Interdite pour des considérations sécuritaires, la collecte d’argent pourrait être de nouveau autorisée dans les mosquées d’Algérie. La collecte est évoquée par le ministère des Affaires religieuses et des Wakfs qui a déposé auprès du gouvernement un projet de décret ministériel déterminant les modalités de constitution et d’organisation des associations à caractère religieux.
Le dépôt de ce texte intervient en application de l’article 47 de la loi N° 06-12 du 12 janvier 2012, relatif aux associations qui stipule que «la constitution d’associations à caractère religieux est assujettie à un dispositif particulier», a précisé le conseiller chargé de l’information au ministère des Affaires religieuses, Adda Fellahi, cité par l’APS.
Le projet de décret ministériel consacre, entre autres moutures, «le droit des associations à caractère religieux à la collecte de dons pour mener différentes activités caritatives et culturelles», est-il noté.
Autrement dit, si le texte présenté par le ministère des Affaires religieuses et des Wakfs est adopté, la collecte d’argent au niveau des mosquées pourrait être de nouveau autorisée. Les collectes devraient concerner uniquement les activités caritatives et culturelles.
Les pouvoirs publics avaient précédemment interdit toute collecte d’argent dans ces lieux de culte, de crainte que l’argent ne serve des réseaux de soutien au terrorisme. Il est vrai qu’en Algérie comme dans d’autres pays du monde, y compris l’Angleterre, des collectes d’argent faites dans des mosquées avaient bénéficié directement au Groupe islamique armé (GIA), servant à financer le terrorisme qui sévissait dans notre pays.
Bloquer l’accès des associations religieuses aux terroristes
Le texte engage d’autre part les associations à «respecter l’unité nationale et la référence religieuse de la société» et à «servir les mosquées, l’enseignement coranique, les zaouïas et les rites religieux d’intérêt général». Là également, il est utile de revenir aux années 1990 durant lesquelles des prêches prônés publiquement par des imams pro FIS-dissous avaient épousé la cause du parti de Abassi Madani. Des enseignants et étudiants de zaouïas avaient été assassinés par le GIA.
Tout ce précédent fait que les pouvoirs publics tiennent à s’assurer du non retour à ces dérives avant de «libérer» l’activité associative au sein des mosquées. C’est par une enquête administrative éventuellement que les pouvoirs publics comptent y arriver. C’est ainsi qu’il est noté que le projet stipule que la constitution d’une association à caractère religieux
«est soumise à une déclaration constitutive devant être déposée auprès des directions des Affaires religieuses et des wakfs» qui, jouissant d’un «pouvoir discrétionnaire», examinent les dossiers et prennent les mesures nécessaires. Des listes nominatives des personnes membres de ces associations devraient être adressées à l’administration pour s’assurer qu’elles ne comprennent aucun terroriste.

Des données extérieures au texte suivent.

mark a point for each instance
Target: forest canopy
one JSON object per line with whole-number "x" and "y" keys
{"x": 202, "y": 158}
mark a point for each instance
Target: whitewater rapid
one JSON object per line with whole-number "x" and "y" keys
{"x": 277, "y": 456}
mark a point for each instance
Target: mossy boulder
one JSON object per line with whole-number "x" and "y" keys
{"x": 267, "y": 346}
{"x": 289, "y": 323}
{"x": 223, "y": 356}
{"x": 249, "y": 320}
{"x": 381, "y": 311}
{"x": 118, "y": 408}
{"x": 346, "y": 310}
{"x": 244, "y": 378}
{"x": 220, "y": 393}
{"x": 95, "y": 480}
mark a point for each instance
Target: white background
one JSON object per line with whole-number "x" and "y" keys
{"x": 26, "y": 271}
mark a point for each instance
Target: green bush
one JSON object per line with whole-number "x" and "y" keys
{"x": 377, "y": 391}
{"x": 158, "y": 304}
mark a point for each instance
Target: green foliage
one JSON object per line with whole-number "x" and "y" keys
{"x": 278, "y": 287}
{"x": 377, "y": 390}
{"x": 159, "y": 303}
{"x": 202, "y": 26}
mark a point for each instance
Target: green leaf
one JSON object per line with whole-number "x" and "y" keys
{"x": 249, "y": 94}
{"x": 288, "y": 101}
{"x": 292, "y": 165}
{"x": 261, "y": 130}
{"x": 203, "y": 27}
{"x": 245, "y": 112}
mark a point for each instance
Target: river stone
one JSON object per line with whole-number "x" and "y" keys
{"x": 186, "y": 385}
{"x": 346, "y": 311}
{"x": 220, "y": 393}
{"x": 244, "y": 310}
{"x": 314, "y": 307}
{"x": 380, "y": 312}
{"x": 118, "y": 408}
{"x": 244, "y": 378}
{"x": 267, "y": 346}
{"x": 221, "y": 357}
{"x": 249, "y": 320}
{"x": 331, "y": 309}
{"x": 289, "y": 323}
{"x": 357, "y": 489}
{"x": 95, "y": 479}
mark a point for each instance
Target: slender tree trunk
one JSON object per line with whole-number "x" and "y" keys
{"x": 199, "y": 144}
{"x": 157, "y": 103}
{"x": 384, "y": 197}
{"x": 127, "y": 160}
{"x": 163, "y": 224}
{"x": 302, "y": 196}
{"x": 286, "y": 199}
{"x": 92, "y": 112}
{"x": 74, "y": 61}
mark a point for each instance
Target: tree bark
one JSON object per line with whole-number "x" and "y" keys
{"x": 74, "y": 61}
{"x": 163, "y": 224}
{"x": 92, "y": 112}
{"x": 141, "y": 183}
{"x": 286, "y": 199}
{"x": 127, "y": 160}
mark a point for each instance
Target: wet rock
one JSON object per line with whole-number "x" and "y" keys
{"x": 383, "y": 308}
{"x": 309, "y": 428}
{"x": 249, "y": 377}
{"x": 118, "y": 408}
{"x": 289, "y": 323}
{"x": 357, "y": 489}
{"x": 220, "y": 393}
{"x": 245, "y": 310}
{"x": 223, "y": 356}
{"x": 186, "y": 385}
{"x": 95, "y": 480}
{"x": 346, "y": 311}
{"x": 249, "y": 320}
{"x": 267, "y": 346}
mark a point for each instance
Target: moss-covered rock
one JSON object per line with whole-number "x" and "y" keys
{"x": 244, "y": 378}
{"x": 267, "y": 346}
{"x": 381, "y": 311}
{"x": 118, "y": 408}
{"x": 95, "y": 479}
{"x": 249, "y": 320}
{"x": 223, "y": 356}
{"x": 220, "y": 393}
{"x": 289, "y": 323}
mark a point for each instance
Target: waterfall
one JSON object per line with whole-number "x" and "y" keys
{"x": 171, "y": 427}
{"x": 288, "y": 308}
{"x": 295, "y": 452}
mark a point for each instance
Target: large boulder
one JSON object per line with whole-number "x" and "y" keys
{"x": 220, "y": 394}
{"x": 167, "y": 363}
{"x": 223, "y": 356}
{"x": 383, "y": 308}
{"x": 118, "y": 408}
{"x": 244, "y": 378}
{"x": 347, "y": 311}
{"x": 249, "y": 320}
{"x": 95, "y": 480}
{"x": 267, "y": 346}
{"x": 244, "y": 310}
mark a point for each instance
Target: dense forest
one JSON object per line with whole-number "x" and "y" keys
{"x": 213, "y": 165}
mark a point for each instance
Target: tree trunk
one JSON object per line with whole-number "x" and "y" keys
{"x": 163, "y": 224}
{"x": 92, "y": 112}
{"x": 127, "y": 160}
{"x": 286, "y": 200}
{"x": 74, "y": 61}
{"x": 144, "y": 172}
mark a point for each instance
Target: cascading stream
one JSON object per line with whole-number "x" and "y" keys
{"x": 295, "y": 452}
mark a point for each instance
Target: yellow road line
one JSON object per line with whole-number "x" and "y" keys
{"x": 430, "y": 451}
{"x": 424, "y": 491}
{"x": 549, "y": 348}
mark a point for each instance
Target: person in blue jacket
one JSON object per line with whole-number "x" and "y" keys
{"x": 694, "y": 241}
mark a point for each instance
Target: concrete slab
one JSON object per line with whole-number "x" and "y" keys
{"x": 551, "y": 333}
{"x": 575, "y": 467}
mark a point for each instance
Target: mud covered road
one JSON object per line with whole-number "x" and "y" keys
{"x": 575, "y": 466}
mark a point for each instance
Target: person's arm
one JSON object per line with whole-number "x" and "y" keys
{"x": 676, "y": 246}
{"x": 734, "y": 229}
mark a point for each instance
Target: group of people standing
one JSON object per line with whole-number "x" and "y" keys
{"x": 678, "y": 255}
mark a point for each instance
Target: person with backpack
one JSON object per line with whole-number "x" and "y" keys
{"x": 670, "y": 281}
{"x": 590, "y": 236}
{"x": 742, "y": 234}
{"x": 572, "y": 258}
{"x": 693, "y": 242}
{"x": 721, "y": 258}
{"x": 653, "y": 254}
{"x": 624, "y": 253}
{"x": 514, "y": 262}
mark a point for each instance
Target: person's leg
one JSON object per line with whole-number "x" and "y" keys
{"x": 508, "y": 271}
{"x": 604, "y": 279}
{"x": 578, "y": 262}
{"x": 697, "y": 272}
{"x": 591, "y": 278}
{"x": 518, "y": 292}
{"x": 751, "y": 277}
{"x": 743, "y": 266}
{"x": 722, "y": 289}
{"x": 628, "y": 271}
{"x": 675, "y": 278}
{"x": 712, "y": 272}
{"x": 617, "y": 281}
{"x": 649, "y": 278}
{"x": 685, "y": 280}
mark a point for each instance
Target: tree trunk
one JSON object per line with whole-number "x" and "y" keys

Des associations non partisanes
L’expérience douloureuse des années 1990 motive les auteurs du projet pour ce qui est également de l’aspect non partisan de ces associations. C’est dans cet esprit que le texte note que les associations religieuses ne peuvent entretenir avec les partis politiques aucune relation, qu’elle soit organique ou structurelle, ni recevoir de financements de leur part, précise le texte.
Il est stipulé, par ailleurs, que pour suivre et évaluer le travail de ces associations, le texte prévoit la création d’une commission locale de suivi au niveau de la wilaya, composée du directeur de wilaya des Affaires religieuses et des wakfs, des directeurs de la réglementation et des affaires générales, de l’inspecteur de l’orientation religieuse et de l’enseignement coranique et du directeur de l’orientation religieuse.
Des mesures coercitives sont prévues contre les atteintes à cette loi si elle venait à entrer en vigueur.
C’est ainsi que le projet de décret ministériel stipule qu’«il est procédé à la dissolution des associations en cas d’atteinte à la souveraineté nationale et à la référence religieuse de la société, d’adoption d’idées extrémistes et intégristes, d’atteinte aux institutions et aux infrastructures religieuses et d’ingérence dans les missions des fonctionnaires des mosquées et des écoles coraniques».